QRQC discipline exists precisely because FMEA scoring culture suppresses what daily production reveals. When you run it properly—forced containment within one hour, cross-functional escalation, root cause on the shop floor—you are compensating for the gap between what the FMEA promised and what the process actually delivers. At Witte Automotive I used A3 to surface exactly these disconnects: the FMEA said the process was capable, the A3 told the story of why it wasn't. Both tools are valuable. Neither is a substitute for an FMEA that tells the truth.
Key takeaways
- If unrelated subsystems produce recalls in the same window, audit the scoring methodology—not the individual parts.
- Every occurrence score below 3 should require bench data, supplier evidence, or production run charts. Not engineering confidence.
- The difference between IATF 16949 and AS9100 rigour is not in the standard. It is in what your auditors and quality leaders are willing to challenge.
- QRQC and A3 don't replace an honest FMEA. They compensate for a dishonest one. Fix the source.

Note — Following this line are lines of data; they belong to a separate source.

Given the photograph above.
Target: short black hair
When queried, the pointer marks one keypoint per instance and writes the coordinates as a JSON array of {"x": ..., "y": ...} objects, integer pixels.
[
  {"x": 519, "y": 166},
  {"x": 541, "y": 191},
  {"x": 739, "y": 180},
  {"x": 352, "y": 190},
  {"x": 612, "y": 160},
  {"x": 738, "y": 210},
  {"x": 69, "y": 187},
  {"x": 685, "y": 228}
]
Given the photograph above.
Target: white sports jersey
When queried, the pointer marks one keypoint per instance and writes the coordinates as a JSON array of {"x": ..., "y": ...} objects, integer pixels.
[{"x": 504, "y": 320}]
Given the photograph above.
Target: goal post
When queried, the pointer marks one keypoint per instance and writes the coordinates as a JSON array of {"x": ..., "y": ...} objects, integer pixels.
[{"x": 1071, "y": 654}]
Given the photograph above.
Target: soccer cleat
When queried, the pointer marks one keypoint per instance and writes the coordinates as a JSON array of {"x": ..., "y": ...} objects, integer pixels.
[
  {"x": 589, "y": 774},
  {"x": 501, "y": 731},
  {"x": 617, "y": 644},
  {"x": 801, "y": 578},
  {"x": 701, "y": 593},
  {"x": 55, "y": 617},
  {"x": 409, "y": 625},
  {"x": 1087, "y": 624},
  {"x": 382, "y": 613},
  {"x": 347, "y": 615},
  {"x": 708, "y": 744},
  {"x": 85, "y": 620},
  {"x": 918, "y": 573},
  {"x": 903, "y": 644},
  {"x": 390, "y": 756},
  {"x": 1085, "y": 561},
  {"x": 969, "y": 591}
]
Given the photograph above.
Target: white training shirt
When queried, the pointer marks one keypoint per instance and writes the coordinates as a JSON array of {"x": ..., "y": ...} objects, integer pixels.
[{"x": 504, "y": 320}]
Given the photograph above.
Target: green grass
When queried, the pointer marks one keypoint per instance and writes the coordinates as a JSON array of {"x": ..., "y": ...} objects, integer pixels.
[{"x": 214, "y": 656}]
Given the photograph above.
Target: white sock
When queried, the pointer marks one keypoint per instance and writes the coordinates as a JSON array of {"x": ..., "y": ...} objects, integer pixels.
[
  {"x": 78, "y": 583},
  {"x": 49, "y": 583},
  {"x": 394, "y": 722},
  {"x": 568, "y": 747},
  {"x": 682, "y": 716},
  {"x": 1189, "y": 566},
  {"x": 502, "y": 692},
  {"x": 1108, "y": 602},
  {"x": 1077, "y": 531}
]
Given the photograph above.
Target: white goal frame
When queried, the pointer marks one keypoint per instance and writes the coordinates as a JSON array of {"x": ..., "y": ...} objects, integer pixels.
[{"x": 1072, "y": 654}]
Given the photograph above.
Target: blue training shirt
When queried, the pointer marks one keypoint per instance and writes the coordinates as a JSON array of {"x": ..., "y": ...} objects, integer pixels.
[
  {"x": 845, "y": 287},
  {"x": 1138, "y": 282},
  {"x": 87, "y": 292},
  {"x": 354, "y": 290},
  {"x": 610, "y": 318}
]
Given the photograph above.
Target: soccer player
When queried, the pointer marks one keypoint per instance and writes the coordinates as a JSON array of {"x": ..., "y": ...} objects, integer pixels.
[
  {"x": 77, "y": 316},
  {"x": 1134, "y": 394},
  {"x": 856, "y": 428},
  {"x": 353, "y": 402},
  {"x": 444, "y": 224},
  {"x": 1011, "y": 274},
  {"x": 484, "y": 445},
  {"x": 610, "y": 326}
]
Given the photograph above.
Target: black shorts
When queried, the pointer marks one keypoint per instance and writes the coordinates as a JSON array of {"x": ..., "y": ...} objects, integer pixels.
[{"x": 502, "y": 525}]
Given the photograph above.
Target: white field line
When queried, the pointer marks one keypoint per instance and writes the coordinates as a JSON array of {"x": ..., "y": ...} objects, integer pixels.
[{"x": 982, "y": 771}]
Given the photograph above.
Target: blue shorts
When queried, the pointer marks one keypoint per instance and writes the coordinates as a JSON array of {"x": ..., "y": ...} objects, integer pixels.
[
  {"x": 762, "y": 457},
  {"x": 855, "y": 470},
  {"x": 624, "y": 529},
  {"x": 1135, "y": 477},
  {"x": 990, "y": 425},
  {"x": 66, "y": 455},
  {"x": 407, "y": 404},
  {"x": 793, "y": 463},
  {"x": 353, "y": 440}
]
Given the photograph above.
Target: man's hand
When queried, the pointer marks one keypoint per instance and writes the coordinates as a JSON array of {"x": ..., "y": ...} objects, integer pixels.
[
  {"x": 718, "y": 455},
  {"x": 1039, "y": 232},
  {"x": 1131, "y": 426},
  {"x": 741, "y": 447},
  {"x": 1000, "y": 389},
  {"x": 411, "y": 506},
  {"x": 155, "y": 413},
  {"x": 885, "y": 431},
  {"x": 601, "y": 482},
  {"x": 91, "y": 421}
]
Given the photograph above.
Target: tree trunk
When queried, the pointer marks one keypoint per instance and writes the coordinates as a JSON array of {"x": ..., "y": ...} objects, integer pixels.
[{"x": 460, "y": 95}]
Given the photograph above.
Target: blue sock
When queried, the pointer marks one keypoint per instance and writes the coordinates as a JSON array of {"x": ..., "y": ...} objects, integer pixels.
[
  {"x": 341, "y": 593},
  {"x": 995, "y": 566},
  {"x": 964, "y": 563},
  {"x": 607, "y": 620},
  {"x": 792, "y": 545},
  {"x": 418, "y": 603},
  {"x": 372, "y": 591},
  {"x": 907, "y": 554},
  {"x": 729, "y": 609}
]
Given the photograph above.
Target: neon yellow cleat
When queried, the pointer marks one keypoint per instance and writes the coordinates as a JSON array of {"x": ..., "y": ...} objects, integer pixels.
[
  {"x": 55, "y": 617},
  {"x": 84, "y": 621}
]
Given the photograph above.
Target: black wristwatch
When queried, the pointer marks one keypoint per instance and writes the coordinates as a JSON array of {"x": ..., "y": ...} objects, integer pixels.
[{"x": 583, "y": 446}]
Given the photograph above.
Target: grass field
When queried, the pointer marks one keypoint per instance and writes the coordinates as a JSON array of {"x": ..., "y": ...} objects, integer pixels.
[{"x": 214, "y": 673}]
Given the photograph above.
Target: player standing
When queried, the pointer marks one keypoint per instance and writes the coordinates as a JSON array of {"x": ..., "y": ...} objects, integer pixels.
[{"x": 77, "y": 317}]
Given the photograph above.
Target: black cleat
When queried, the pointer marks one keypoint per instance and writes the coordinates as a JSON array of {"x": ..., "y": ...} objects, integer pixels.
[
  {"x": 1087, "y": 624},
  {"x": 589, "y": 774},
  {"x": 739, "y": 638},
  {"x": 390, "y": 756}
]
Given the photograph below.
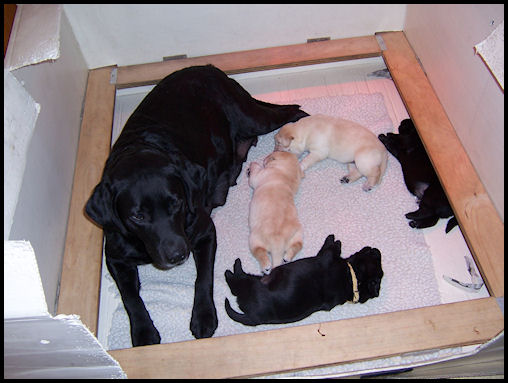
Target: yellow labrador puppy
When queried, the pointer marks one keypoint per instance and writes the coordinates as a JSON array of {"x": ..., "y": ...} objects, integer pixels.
[
  {"x": 275, "y": 231},
  {"x": 342, "y": 140}
]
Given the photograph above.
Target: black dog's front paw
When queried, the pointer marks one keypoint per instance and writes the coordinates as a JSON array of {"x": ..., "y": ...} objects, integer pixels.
[
  {"x": 145, "y": 335},
  {"x": 203, "y": 322}
]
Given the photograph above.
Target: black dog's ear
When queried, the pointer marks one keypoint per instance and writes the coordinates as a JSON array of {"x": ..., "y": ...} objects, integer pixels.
[{"x": 101, "y": 208}]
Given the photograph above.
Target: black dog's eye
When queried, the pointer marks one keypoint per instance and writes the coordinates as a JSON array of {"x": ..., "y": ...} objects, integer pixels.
[{"x": 138, "y": 217}]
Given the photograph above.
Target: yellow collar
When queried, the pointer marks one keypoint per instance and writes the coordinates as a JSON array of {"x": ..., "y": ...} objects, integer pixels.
[{"x": 356, "y": 293}]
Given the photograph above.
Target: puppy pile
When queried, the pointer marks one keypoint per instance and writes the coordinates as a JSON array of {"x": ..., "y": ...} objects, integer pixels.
[
  {"x": 420, "y": 178},
  {"x": 294, "y": 291}
]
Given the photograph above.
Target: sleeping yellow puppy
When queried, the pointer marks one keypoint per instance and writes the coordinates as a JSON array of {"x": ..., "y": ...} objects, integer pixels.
[
  {"x": 275, "y": 231},
  {"x": 342, "y": 140}
]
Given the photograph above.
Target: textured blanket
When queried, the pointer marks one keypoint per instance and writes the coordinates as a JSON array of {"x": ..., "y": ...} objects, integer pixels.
[{"x": 325, "y": 206}]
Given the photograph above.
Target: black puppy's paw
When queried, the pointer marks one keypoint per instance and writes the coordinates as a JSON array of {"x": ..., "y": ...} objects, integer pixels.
[
  {"x": 204, "y": 321},
  {"x": 145, "y": 335}
]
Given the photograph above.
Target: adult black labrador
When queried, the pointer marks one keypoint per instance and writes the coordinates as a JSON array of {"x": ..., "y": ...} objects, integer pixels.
[
  {"x": 295, "y": 290},
  {"x": 420, "y": 178},
  {"x": 177, "y": 156}
]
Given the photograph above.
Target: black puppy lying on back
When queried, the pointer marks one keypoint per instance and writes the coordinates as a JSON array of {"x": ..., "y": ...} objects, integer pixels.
[
  {"x": 295, "y": 290},
  {"x": 419, "y": 176}
]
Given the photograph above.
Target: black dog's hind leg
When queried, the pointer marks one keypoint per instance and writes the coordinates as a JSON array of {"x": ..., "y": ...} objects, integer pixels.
[
  {"x": 204, "y": 315},
  {"x": 143, "y": 331}
]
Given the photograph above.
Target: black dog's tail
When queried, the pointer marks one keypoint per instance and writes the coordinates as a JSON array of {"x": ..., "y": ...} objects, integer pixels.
[{"x": 236, "y": 316}]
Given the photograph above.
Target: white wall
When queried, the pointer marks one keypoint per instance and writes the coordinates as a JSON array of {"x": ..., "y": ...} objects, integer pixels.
[
  {"x": 36, "y": 344},
  {"x": 126, "y": 34},
  {"x": 444, "y": 36},
  {"x": 43, "y": 203}
]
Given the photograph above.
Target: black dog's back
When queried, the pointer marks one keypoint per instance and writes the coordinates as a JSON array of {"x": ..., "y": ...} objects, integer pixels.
[{"x": 419, "y": 176}]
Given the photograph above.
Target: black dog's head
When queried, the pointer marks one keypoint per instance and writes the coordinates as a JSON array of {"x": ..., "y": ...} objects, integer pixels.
[
  {"x": 366, "y": 264},
  {"x": 405, "y": 142},
  {"x": 143, "y": 197}
]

The FMEA didn't fail because the engineers didn't know the failure mode. A first-year textbook covers pinion shaft fatigue. It failed because the methodology rewarded the optimistic number and nobody was required to defend it with evidence. The fix is not a new form, a new software platform, or an additional column. The fix is a culture that makes someone walk into the FMEA review with test data or sit down and explain why the score is a 2. That conversation—the one where confidence meets evidence—is where the recall is prevented or enabled. Everything else is paperwork around that moment.